In 1984, Pauline and Randy Diamond built their house on a parcel of land passed down to Pauline by her father. After Pauline was diagnosed with terminal cancer, the couple decided to sell their home and move into an accessible apartment — that’s when they started having problems.
The Crown Lands division is contesting the Diamonds’ claim to the land, meaning they can’t sell the property unless they prove they own the land — or buy it from the Crown at market price.
O’Dea said the Diamonds’ battle is a familiar one.
He had his first brush with the Crown Lands division about five years ago, when a client spent three years fighting to prove they owned the land they wanted to sell. The client’s title insurance provider ended up buying the land from the Crown for $40,000, said O’Dea.
Now O’Dea is in his own battle over a piece of land in the outport community of Trinity. He has documents showing ownership back to 1832.
Despite the documentation, O’Dea still has to apply for the title because no one was physically occupying the land from 1956 to 1976.
“I’m willing to bet I’ll be two or three years waiting to get an answer on that,” he said.
A can of worms
Newfoundland and Labrador abolished squatter’s rights in 1976, meaning property owners must have a Crown grant. Alternatively, property owners can obtain two affidavits from community members who can swear the land was occupied for the 20 years prior to 1977.
According to Greg French, a real estate lawyer in Clarenville, a person must be at least 77 years old to sign the affidavit — old enough to remember who occupied the land in 1956.
But age isn’t the only criterion.
The person must have lived in the community for the 20 years the landowner claims the property was occupied, have no relation to the landowner and not be afflicted with any diseases that impact memory.
Sharyl Rowsell, a St. John’s lawyer who works in real estate, said clients who can’t obtain satisfactory affidavits can opt to apply for a Crown grant or go through the expensive court process known as quieting of titles.

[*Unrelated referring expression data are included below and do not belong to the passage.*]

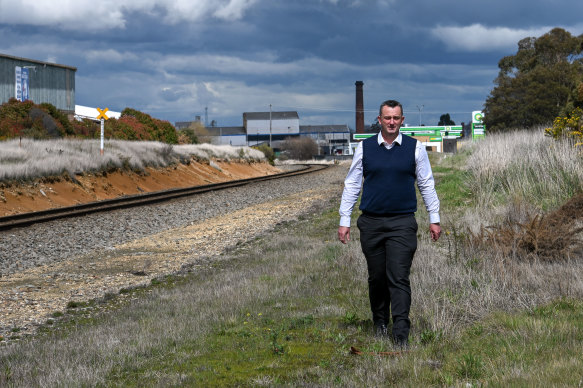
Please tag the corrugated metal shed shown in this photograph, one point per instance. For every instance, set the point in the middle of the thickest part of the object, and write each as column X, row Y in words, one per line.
column 48, row 82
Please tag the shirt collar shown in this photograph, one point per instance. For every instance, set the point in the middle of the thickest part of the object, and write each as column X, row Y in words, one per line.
column 381, row 141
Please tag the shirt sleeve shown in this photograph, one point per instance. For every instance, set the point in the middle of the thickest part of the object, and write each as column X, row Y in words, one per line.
column 352, row 185
column 426, row 183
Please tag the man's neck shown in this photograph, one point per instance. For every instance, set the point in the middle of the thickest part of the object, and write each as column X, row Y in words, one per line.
column 389, row 139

“You don’t want to open that can of worms unless you have to,” she said.
Rowsell said his clients’ biggest complaint about the Crown grant application process was how long it took.
One of her clients has been waiting nearly 3½ years for a response to a Crown grant application. Another client waited three years and seven months, only to have their application rejected.

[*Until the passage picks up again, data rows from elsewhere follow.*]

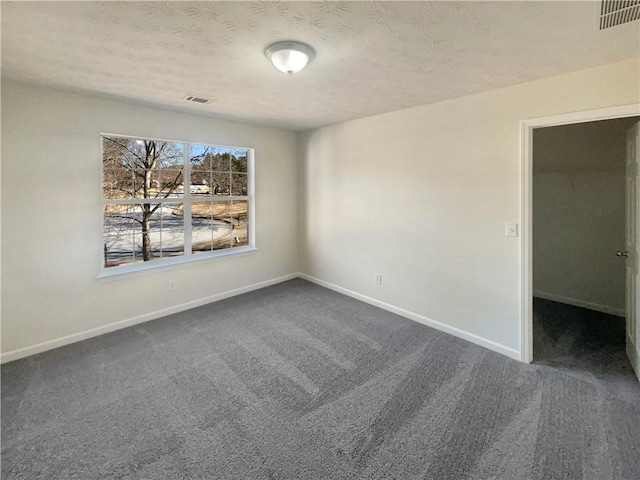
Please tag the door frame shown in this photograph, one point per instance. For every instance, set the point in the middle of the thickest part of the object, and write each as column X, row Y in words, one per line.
column 526, row 204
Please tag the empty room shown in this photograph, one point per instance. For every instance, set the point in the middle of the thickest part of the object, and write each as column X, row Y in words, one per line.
column 320, row 240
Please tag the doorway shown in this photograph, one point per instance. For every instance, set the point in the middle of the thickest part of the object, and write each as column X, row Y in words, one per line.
column 560, row 289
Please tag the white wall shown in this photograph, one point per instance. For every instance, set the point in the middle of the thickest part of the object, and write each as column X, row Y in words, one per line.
column 52, row 214
column 579, row 214
column 422, row 196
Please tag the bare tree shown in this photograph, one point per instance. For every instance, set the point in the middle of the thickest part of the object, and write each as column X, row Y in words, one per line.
column 144, row 169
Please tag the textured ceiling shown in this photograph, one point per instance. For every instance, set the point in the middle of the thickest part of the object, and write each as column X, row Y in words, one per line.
column 372, row 57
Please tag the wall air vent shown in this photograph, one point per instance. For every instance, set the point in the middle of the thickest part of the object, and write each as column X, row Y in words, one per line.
column 203, row 101
column 617, row 12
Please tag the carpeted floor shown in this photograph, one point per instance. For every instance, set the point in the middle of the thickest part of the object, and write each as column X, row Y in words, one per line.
column 298, row 382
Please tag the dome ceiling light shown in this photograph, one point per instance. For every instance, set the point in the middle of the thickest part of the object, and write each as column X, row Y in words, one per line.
column 289, row 57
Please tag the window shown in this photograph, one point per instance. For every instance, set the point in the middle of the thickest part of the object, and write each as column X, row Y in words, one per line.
column 166, row 202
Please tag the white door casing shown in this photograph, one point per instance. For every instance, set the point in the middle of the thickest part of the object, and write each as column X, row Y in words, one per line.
column 632, row 247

“If they could look at it more quickly, then we could get some … finality. As yes or a no — even if it’s a no, people need to know,” she said.

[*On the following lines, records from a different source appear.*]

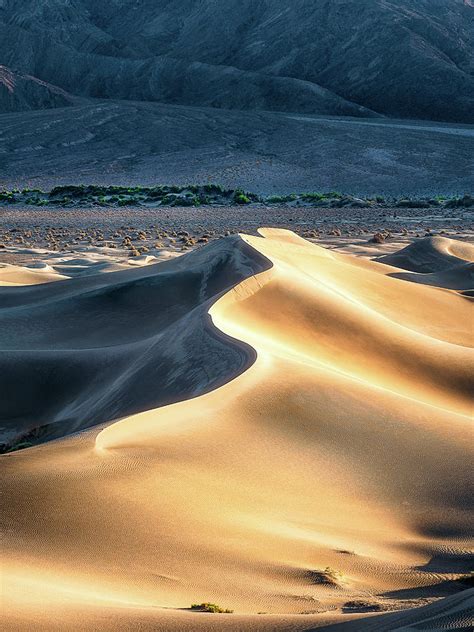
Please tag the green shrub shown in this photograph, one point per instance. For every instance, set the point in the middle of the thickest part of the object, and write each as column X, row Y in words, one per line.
column 241, row 198
column 209, row 607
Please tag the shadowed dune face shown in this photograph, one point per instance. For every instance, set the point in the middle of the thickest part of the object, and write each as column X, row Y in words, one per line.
column 330, row 463
column 88, row 350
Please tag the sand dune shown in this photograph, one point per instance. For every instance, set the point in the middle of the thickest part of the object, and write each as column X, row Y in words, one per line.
column 317, row 458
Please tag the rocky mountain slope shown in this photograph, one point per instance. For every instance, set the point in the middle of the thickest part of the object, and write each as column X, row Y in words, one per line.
column 19, row 92
column 400, row 58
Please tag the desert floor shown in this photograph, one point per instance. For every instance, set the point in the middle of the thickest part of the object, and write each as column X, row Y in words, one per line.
column 276, row 421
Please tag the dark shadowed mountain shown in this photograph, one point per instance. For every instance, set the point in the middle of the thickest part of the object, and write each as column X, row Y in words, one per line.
column 19, row 92
column 398, row 58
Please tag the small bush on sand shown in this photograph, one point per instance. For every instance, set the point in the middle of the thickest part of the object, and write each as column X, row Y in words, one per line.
column 241, row 198
column 209, row 607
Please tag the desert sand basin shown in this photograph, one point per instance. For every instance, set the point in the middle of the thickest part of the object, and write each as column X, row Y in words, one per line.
column 318, row 461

Rowsell said if the application is rejected, a client can ask for a judicial review of the application, start a quieting of titles, or buy the land from the crown.
Province initiating Lands Act review
Fisheries, Forestry and Agriculture Minister Derrick Bragg — the official responsible for the Crown Lands division — said he’s heard the complaints loud and clear.
“The tsunami is happening,” he said.
He said his department is planning a review of the Lands Act, which encompasses the current rules regarding Crown Lands and squatter’s rights, and is hoping to streamline the current process.
He said it’s too early to say if the review will result in legislative changes, so anyone currently going through the process of proving title to their land should continue. Bragg said he advises anyone of the status of their land to get clear title.
“We need to know clear ownership before we would give up a piece of Crown property,” he said.
The provincial government previously reviewed the Lands Act in 2015, but made no substantial changes to the Crown Lands process.
While the review is happening, Bragg said, he won’t direct the Crown Lands division to go against the current policies.
An ‘onerous’ burden
The associations representing lawyers and real estate agents in Newfoundland and Labrador agree the current rules are problematic — and want to see changes.
Joe Thorne, president of the Newfoundland and Labrador chapter of the Canadian Bar Association, said the need to prove continuous possession from 1956-1977 was “onerous.”
“A number of our members are interested in changes to the Lands Act that would alleviate the burden on property owners in establishing titles, including providing certainty of titles and reducing the time and considerable expense of confirming titles,” said Thorne in a statement.
Bill Stirling, president of the Newfoundland and Labrador Association of Realtors, said he’s heard from real estate agents across the province who believe the current process is “antiquated.”
“It’s frustrating for sellers, it’s frustrating for buyers,” he said. “It’s disheartening because, in some cases, it’s put a damper on sales completely.”